Inzwischen beginnt sie ihren Dienst ganz routiniert, indem sie ihren Bus selbst von der Ladestation auf dem Betriebshof abkoppelt. „Die Hochvolt-Batterien der E-Busse werden über Nacht an den Ladesäulen Stück für Stück hochgefahren“, erklärt sie. Hat Danisman den Ladestecker abgenommen, verschließt sie die Batterieladeklappe mit ihrem Vierkant-Steckschlüssel – „sonst fährt der Bus gar nicht erst los.“ Damit der Bus den ganzen Tag fahren kann, wird er später an den Endhaltestellen zwischengeladen. „An den Endhaltestellen habe ich kurz Pause und verbinde den Bus über den Stromabnehmer, den sogenannten Pantographen, mit der Ladestation – auch wenn die Batterie noch fast voll ist“, sagt Danisman. Das sorgt mitunter für neugierige Blicke: „Vor kurzem hat mich eine asiatische Touristengruppe fotografiert, weil sie das so spannend fand.“ Ein netter Nebeneffekt: Danisman erklärt den interessierten Beobachtern dann gerne den umweltschonenden Bus – und gewinnt so direkt neue Fahrgäste.

ZUKUNFTSFÄHIGES BERUFSFELD

Die neue E-Bus-Flotte stellt die KVB auch personell vor Herausforderungen. E-Bus-Fahren will nämlich gelernt sein, wie Danisman erklärt: „Wer nicht weiß, wie so ein Bus funktioniert, bekommt ihn noch nicht einmal an“, sagt sie.
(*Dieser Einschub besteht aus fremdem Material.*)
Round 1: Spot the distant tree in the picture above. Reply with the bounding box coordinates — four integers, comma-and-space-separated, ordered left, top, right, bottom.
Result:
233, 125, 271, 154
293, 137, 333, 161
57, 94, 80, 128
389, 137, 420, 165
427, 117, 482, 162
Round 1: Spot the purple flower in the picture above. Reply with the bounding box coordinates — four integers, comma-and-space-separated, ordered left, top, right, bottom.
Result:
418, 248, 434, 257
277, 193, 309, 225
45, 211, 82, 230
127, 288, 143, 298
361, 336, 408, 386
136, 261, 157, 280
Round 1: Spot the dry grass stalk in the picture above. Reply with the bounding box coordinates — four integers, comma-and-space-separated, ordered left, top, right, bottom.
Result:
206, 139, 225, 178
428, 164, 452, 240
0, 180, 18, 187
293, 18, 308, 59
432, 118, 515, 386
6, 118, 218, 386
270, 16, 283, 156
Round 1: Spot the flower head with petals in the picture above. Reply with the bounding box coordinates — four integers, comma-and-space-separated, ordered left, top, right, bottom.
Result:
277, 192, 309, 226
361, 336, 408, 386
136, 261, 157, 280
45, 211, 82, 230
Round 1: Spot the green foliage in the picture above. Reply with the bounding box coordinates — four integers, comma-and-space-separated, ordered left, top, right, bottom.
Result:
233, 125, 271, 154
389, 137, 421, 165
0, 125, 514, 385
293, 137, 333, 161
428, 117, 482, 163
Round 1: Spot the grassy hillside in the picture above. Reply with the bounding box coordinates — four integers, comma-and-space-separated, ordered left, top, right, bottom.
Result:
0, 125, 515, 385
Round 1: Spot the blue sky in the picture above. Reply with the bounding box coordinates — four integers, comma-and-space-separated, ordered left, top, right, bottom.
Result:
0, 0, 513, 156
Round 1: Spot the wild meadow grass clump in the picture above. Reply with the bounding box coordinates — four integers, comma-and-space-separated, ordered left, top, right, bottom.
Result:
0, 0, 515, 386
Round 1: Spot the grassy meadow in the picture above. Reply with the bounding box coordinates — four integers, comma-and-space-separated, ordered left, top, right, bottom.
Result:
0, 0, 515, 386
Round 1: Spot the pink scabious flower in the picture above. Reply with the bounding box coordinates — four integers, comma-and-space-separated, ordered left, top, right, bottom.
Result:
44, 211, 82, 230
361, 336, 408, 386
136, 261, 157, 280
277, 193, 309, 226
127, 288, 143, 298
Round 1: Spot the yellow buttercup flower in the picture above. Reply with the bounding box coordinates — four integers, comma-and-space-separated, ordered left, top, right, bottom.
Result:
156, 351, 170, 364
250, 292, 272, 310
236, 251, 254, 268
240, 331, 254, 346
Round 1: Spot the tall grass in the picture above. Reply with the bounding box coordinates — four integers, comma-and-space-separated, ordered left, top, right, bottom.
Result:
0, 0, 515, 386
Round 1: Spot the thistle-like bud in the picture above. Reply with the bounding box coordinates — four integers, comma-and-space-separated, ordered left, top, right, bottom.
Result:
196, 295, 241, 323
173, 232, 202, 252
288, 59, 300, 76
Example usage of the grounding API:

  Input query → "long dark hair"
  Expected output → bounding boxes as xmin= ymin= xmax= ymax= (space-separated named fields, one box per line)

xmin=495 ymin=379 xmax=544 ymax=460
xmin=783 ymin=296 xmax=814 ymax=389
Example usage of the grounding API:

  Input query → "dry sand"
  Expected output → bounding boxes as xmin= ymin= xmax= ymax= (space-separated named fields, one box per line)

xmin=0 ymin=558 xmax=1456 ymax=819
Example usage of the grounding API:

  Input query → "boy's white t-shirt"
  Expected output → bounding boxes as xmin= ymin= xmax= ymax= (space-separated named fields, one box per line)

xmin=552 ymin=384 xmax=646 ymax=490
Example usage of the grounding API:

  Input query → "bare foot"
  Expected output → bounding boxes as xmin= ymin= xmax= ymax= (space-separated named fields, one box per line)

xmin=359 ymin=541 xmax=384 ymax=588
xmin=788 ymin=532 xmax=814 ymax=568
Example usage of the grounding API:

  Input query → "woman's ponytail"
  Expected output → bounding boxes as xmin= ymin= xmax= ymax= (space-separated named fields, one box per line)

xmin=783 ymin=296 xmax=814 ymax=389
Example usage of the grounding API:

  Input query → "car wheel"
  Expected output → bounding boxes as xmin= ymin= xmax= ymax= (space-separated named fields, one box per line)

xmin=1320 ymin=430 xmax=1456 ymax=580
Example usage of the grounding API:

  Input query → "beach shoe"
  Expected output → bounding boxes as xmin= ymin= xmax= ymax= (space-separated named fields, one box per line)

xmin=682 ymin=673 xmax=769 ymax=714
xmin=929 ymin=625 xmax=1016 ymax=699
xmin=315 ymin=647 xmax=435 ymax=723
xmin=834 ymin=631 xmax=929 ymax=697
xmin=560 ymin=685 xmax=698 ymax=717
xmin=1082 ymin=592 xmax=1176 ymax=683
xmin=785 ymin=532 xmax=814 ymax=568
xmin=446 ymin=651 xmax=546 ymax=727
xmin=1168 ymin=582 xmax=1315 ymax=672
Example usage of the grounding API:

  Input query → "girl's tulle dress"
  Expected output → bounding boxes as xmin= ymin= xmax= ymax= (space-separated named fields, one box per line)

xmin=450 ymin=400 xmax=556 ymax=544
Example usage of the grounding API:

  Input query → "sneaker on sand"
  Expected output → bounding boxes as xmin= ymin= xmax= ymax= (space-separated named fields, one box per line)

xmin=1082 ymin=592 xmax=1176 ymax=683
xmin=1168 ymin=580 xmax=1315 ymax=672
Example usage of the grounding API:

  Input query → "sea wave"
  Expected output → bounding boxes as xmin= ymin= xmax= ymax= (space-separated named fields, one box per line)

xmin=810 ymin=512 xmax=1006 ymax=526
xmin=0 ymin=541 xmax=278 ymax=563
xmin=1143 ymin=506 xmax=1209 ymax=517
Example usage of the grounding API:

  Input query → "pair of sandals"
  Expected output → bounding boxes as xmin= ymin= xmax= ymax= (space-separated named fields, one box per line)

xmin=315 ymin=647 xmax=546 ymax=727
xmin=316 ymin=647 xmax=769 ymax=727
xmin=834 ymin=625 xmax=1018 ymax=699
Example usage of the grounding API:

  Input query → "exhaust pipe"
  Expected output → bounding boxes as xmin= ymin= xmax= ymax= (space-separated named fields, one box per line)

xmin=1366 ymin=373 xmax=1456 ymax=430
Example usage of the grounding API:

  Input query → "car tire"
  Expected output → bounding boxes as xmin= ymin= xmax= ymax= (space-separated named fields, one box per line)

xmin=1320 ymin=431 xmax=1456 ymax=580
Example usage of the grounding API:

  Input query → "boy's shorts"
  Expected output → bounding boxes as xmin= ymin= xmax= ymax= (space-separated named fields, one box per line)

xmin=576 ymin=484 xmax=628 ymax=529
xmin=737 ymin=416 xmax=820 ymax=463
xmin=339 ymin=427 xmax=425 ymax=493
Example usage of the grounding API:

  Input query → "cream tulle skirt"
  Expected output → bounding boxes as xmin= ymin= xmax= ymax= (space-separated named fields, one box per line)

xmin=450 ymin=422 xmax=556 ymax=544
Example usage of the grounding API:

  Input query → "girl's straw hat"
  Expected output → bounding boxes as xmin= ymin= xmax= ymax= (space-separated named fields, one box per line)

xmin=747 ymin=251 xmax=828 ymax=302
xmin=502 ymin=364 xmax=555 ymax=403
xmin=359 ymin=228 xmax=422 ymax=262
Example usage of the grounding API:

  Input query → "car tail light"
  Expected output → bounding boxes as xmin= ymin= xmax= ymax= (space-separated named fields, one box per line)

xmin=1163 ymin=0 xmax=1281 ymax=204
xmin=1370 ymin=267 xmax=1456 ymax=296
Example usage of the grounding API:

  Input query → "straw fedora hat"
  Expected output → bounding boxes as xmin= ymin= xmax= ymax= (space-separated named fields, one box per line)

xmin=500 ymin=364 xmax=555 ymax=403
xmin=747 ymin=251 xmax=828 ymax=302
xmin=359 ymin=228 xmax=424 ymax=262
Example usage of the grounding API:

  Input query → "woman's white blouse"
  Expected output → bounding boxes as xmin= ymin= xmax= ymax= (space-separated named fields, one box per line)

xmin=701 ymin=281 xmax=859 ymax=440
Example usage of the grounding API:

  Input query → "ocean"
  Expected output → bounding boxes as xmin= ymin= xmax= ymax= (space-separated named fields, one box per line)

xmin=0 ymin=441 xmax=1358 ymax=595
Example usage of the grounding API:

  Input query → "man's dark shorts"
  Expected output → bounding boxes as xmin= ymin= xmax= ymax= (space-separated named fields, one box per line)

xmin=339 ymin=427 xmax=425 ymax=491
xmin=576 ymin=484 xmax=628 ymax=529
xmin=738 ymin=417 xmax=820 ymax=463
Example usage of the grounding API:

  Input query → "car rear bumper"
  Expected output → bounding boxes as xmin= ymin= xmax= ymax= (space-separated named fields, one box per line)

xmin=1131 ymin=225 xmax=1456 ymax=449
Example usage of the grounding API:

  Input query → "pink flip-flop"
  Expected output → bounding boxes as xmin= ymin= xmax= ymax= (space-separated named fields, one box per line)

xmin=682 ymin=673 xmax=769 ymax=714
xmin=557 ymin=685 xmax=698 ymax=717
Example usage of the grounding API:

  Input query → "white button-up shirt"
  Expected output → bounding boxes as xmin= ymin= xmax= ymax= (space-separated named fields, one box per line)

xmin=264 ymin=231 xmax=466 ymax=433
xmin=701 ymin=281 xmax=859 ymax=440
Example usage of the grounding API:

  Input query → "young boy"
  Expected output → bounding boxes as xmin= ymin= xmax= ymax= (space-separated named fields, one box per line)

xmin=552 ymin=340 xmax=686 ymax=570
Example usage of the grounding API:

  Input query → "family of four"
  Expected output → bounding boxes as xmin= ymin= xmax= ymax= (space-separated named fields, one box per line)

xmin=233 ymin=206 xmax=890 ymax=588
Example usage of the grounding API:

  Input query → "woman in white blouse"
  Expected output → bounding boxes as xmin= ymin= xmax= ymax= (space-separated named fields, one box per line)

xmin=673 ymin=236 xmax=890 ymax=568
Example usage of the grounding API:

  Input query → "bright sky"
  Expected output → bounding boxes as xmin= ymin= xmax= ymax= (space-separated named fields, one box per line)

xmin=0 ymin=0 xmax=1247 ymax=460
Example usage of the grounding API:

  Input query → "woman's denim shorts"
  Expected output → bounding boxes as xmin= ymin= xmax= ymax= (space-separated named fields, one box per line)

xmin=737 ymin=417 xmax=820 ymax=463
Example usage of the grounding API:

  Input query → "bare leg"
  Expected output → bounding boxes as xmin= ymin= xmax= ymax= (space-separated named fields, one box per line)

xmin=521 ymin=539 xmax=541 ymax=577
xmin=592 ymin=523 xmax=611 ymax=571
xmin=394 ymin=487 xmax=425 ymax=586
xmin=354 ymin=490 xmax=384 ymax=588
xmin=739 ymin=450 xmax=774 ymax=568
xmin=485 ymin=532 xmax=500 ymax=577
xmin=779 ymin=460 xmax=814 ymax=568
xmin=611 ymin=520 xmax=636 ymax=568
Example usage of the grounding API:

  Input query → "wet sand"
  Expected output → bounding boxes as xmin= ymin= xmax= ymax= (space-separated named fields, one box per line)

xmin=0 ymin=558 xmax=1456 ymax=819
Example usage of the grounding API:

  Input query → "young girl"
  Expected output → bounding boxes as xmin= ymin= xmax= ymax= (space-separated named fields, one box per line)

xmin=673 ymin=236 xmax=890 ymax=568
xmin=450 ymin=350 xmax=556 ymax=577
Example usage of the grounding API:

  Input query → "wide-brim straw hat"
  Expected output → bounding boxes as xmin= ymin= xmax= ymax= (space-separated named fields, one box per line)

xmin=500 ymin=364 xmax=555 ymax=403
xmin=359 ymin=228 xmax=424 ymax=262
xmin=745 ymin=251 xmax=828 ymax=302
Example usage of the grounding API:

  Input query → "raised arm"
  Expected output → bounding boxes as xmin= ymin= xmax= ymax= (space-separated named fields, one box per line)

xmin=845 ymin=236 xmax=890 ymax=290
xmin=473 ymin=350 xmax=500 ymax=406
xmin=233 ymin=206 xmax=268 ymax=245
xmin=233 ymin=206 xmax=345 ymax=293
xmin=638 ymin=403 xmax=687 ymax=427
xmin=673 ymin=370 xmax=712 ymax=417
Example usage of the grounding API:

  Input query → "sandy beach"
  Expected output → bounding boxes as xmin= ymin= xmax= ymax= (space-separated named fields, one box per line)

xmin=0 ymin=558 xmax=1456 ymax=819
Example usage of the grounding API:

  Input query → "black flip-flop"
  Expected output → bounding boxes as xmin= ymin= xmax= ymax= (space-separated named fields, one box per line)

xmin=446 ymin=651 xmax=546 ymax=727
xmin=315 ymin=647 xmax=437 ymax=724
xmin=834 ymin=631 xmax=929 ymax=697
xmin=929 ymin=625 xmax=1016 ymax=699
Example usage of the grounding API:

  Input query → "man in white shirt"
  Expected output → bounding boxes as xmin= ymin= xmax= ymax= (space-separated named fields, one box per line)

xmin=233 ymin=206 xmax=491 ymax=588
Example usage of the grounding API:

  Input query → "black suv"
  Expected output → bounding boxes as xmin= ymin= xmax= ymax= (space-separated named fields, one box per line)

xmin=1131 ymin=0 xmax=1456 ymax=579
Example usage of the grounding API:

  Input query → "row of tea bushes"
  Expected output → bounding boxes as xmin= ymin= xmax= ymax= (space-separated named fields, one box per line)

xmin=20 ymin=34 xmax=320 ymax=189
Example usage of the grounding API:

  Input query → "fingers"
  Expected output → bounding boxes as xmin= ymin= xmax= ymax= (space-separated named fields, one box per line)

Es braucht auch etwas Zeit, die Elektronik in Gang zu setzen. Die sogenannte Hochfahrphase dauert etwas länger als das Anlassen eines Dieselbusses. E-Busse laufen danach den ganz Tag über durch, werden also zwischendurch nicht ausgemacht. Und sie fahren sich auch anders: Es geht darum, im Verkehr so oft wie möglich Energie zurückzugewinnen. Für die neuen Busfahrer/-innen der KVB heißt das: Bald werden sie wieder die Schulbank drücken. Denn auch das Kennenlernen neuer Technik ist Teil der Mobilitätswende – und damit ein weiterer Schritt zur lebenswerten Stadt Köln.

VORZEIGEPROJEKT LENTPARK

Mehr als ein Naturteich

DIE MEISTEN KÖLNER KENNEN DAS EIS- UND SCHWIMMSTADION IM LENTPARK DURCH SEINE EISPARTY UND DAS NATURSCHWIMMBECKEN. DOCH HINTER DEN KULISSEN LÄUFT EIN AUSGEKLÜGELTES ENERGIESYSTEM AUF HOCHTOUREN – DAS EUROPAWEIT FÜR AUFSEHEN SORGT.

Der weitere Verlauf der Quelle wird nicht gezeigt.